Une semaine mouvementée :

Récit de voyage d’un fils ne-kongo dans la région des grands lacs africains.

 

Chers tous
C'est le retour d'un fils Nekongo qui revient des affres de Bukavu et Goma.
Si j'ai été absent pendant longtemps c'est suite à une mission de service que je devais effectuer dans le Kivu.
Parti de Kinshasa un certain 1è juin par un vol régulier sur Goma qui
affichait une quiétude profonde. Le jour après ai pris place à bord du bateau Bisengimana (sic) pour parcourir les quelques 100 km du lac Kivu en 6h car me disait-on il n'était pas sûr de prendre l'avion - qui fait 15 min - car de l'aéro de Kavumu à BuKaVu le chemin n'est pas très sûr.
Nous arrivons à Bukavu à 15h30 et juste le temps de savourer la belle vue du Lac se sont les premiers crépitements des balles vers 17h30 et ne sachant rien on m'informera que le Colonel Mutebusi venait de se rebeller et que pour ce coin ce n'est pas grave car cela va se tasser dans deux jours.
Les coups de feu ont continué jusqu'au vendredi et avons assisté à des morts de militaires rebelles fauchés par des balles non loin de notre hôtel quelle scène macabre!

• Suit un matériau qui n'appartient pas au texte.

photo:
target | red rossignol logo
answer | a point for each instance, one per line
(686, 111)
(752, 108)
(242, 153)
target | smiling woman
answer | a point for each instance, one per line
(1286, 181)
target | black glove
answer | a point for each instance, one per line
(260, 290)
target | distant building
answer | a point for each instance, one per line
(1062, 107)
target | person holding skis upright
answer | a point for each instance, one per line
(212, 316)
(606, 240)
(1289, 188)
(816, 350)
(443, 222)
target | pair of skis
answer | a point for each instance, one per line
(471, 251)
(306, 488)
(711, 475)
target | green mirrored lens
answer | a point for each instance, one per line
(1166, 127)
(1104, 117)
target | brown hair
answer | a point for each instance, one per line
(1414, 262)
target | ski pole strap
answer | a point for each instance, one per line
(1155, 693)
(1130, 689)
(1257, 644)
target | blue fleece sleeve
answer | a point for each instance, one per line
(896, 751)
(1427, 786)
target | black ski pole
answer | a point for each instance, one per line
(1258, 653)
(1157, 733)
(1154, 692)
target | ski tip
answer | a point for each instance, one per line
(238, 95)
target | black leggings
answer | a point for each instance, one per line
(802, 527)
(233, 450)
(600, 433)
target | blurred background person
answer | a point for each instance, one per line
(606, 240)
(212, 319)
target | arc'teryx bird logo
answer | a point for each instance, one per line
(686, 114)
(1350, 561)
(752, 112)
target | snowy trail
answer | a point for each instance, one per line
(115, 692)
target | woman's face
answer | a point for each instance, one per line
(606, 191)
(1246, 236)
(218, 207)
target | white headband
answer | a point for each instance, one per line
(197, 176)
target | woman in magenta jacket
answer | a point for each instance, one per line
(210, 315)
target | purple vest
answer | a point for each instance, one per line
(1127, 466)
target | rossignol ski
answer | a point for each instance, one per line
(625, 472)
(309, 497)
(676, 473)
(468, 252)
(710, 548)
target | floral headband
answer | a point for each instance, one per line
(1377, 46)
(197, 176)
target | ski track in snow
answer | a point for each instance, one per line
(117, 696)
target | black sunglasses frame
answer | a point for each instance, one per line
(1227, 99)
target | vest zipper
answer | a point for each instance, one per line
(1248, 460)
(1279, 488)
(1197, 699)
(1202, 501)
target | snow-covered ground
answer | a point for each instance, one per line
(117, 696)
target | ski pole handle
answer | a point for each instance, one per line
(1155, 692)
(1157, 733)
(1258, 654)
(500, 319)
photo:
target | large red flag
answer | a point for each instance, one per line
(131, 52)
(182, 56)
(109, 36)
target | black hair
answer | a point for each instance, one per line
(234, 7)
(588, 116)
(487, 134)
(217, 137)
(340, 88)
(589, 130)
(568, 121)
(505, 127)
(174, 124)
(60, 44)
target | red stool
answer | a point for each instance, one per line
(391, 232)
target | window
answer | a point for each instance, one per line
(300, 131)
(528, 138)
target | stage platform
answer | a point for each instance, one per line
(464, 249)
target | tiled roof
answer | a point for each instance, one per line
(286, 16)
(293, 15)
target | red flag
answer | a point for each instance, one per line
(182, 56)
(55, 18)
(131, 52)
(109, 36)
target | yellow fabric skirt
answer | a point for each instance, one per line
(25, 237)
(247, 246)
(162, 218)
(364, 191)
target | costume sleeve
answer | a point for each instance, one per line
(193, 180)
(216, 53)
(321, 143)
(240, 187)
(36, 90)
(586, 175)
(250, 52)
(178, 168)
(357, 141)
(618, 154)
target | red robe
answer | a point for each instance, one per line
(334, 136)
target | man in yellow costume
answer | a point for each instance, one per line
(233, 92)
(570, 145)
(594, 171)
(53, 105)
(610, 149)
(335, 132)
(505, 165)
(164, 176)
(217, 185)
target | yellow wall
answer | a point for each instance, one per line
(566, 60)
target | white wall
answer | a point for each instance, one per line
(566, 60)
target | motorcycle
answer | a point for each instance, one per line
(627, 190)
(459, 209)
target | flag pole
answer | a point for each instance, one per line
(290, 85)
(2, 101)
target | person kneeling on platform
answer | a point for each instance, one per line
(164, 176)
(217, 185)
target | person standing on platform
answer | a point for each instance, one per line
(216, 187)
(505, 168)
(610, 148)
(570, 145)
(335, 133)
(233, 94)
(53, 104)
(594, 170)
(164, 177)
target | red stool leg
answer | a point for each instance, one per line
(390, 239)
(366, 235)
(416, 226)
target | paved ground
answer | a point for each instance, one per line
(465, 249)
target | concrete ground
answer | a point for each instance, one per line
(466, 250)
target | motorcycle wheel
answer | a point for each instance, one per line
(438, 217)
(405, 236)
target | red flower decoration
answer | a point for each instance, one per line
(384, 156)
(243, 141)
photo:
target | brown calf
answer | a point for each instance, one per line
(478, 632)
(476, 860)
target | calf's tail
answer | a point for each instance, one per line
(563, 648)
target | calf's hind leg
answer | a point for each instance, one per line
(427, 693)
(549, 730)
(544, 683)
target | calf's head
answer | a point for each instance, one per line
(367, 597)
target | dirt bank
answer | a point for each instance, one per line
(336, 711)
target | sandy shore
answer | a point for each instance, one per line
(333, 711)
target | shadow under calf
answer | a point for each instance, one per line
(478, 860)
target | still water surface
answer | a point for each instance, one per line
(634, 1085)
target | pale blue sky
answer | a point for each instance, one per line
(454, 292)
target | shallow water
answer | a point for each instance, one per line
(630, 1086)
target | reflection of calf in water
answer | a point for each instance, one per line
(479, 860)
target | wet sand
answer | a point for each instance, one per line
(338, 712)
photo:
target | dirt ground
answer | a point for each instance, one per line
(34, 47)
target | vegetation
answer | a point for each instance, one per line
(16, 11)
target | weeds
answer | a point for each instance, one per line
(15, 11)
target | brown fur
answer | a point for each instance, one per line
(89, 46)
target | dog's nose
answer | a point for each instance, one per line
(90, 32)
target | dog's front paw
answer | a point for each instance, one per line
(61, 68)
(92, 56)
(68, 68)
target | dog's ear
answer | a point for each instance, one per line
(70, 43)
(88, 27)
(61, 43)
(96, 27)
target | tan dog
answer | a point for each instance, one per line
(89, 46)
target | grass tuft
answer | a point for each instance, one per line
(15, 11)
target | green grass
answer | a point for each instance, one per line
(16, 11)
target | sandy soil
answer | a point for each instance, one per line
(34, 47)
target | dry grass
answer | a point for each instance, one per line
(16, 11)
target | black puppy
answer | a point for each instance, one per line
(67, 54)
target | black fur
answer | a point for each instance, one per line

Lorsque la Monuc sentant le rebelle acculé s'est interposé pour demander au Général Mbuja Mabe d'arrêter la progression et au rebelle de rentrer dans sa position de départ et cela fut fait par le premier et non par le second qui va profiter du retour de Mbuja pour avancer mais un missile tiré par un hélico de la Monuc sur les positions de Mutebusi remettra tout en ordre et ce fut la fin des hostilités.
Au fait pour les Fac c'était à présent un problème entre la Monuc et les rebelles.
COUP DE TONNERE : on nous annonce dans les coulisses l'arrivée du fameux Général Kunda de Goma avec plus de 18 véhicules et la ville s'apprête à nouveau à des affrontements. Heureusement pour nous un bateau partait sur Goma le dimanche matin et nous revoilà voguant de nouveau sur le lac non sans joie car nous venions de quitter la ville de toutes les peurs. Nous atteindrons Goma après 7h de navigation tout en évitant le plus possible les côtes Rwandaise car nous attendant à une attaque de militaires Rwandais.

L'hôtel que je prendrai à Goma sera envahi par la délégation ministérielle venus de Kin. Le matin au petit dejeuner j'ai constaté une agitation dans le chef de nos ministres tjrs collés au téléphone et allant s'agglutiner autour d'un responsable de la Monuc et le plus agité fut Ondekane. 30 minutes plus tard, ils vont s'engouffrer dans les jeeps onusiennes et quitteront l'hôtel sur les chapeau de roue à mon grand étonnement. Quelques minutes plus tard on nous annoncera que l'aéroport de Goma est fermé c'est alors que je comprendrai que j'étais à nouveau dans les pétrins.

Que faire et contre toutes mesures de sécurité qui nous demandait de rester à l'hôtel je suis sorti pour me réfugier au QG de la Monuc ou je vais rencontrer mes anciens voisins rejoints par Ruberwa. A la question de savoir qui a ordonné la fermeture de l'aéroport, ni le chef militaire ni le gouverneur ne pouvait répondre et tout ce que l'on chuchotait qu'un certain Major Claude " par erreur" est descendu au siège de la RVA habillé des chaînes de balles avec une escorte lourdement armée pour chasser ceux qui y travaillaient.
La délégation de Kinshasa a tenu une réunion de 10h à 17h pour enfin nous
annoncer que l'aéroport n'a jamais été fermé et tout le monde est sorti de la Monuc pour la ville. Le Nekongo regagnera Kin par un régulier de Hewa Bora le mardi matin

De tout cela , nous avons constaté un grand hiatus entre ce qui se dit et ce qui se vit à l'Est du pays et surtout Goma qui est en fait une ville assiégée depuis toujours. Kizeye ko keti si ya kuikila lumbu vo mbulu mbulu zozo zole i besi nsi yayi.